We expect this work will make Mercy Corps programs more effective at the junctures that often matter the most: anticipatory action and adaptive program management. The promise of data-driven crisis analytics allows us to reinforce what our experts see and experience with large-scale, real-world supporting evidence. It means that we can determine if what we perceive about a crisis situation is in fact corroborated by data-based evidence. The data also allows for broader, more effective applications of humanitarian assistance. Because of the power of the data and analytics tools, we can do our work with more confidence and efficiency. We are now able to uncover and gather facts in an organized way to illuminate crises and trends.
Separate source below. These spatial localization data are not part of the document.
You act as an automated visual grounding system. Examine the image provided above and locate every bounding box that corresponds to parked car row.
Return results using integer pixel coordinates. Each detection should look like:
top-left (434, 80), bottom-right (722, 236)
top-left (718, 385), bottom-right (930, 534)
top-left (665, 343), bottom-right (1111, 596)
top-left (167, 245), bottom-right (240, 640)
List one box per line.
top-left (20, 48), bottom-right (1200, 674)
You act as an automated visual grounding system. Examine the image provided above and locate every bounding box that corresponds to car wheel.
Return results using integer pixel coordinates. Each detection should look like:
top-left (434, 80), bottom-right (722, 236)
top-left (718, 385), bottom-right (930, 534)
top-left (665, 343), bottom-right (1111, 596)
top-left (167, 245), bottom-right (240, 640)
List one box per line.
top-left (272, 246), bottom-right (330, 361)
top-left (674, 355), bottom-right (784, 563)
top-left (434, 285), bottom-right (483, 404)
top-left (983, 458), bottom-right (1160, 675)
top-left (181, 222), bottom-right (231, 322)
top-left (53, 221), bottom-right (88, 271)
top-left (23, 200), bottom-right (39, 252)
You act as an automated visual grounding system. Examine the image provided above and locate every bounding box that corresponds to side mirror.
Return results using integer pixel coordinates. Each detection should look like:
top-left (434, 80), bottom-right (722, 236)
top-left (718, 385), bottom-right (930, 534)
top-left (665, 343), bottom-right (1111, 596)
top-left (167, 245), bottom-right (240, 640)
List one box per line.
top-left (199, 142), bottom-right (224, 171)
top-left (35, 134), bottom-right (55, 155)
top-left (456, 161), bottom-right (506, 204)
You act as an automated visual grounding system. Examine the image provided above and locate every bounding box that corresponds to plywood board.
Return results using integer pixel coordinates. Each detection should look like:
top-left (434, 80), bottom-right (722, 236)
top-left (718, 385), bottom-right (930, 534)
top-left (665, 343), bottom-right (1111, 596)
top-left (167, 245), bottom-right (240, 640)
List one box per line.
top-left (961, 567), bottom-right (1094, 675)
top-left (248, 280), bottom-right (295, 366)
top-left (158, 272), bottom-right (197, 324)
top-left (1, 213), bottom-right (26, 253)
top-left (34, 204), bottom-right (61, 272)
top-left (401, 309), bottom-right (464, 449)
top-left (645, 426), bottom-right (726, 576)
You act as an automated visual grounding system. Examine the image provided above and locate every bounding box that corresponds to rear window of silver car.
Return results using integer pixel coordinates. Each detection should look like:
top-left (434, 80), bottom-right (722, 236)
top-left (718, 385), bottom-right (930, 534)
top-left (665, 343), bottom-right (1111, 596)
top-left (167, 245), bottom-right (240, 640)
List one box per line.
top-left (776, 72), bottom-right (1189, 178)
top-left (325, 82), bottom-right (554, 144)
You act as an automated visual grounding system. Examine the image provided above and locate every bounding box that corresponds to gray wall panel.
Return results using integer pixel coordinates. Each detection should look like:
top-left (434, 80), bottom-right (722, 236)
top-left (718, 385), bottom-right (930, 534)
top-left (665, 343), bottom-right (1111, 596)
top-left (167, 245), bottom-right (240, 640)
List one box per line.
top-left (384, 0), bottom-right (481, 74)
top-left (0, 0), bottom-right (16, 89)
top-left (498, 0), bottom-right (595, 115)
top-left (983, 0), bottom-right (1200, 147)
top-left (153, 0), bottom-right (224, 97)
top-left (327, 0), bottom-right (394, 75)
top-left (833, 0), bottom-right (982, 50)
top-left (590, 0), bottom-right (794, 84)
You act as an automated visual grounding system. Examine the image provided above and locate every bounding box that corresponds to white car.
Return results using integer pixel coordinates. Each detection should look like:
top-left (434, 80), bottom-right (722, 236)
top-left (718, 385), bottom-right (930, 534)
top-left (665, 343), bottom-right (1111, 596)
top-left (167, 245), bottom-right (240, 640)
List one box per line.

With this data-driven approach, Mercy Corps is effectively using information to advocate for resources and programming.

We have recently implemented cloud-based solutions gathering, analyzing, and modeling data about the economic crises in Yemen and Lebanon, as well as the ongoing political and military conflicts in Lebanon, Ukraine, and the Democratic Republic of the Congo. We also continue to explore modeling strategies. For example, we are currently developing a system-dynamics model that illustrates the complex nature of environmental, economic, and social factors in livestock systems in Somalia, where one out of three cattle have died since mid-2021 due to severe drought.

Mercy Corps will continue to approach crisis analytics in ways that create faster, more precise, and more powerful effects with the help of cloud services. We are committed to data sharing within the broader humanitarian community to better coordinate our efforts, as well as sharing our best practices and lessons learned so that we can contribute to the strengthening of data-driven transformation across the sector. For organizations thinking about developing a data or analytics strategy, it’s important to see the potential value of data for your mission, and then take the leap to commit.